Nul ne songe à s’étonner que des raisonnements opérés sur des droites parfaites et des cercles parfaits qui n’existent pas aient des applications effectives dans la technique. Pourtant cela est incompréhensible. La réalité de la présence divine dans l’Eucharistie est plus merveilleuse, mais non pas plus incompréhensible.

On pourrait dire en un sens, par analogie, que le Christ est présent dans l’hostie consacrée par hypothèse, de la même manière qu’un géomètre dit qu’il y a deux angles égaux dans tel triangle par hypothèse.

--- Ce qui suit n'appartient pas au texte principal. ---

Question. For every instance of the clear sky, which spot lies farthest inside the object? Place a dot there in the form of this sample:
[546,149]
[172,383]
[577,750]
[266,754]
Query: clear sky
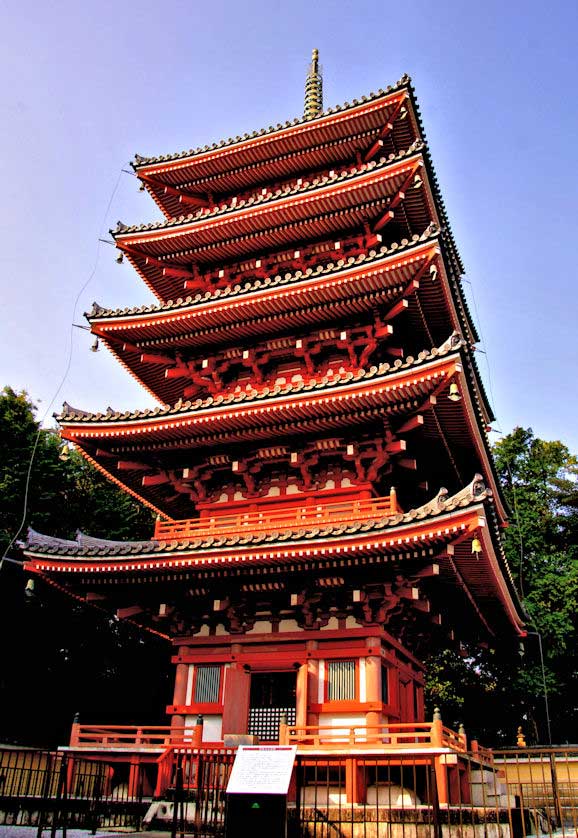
[85,85]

C’est parce qu’il s’agit d’une convention que la forme de la consécration importe seule, non l’état spirituel de celui qui consacre.

Si c’était autre chose qu’une convention, ce serait une chose au moins partiellement humaine, non pas totalement divine. Une convention réelle, c’est une harmonie surnaturelle, en prenant harmonie au sens pythagoricien.

Seule une convention peut être ici-bas la perfection de la pureté, car toute pureté non conventionnelle est plus ou moins imparfaite. Qu’une convention puisse être réelle, c’est un miracle de la miséricorde divine.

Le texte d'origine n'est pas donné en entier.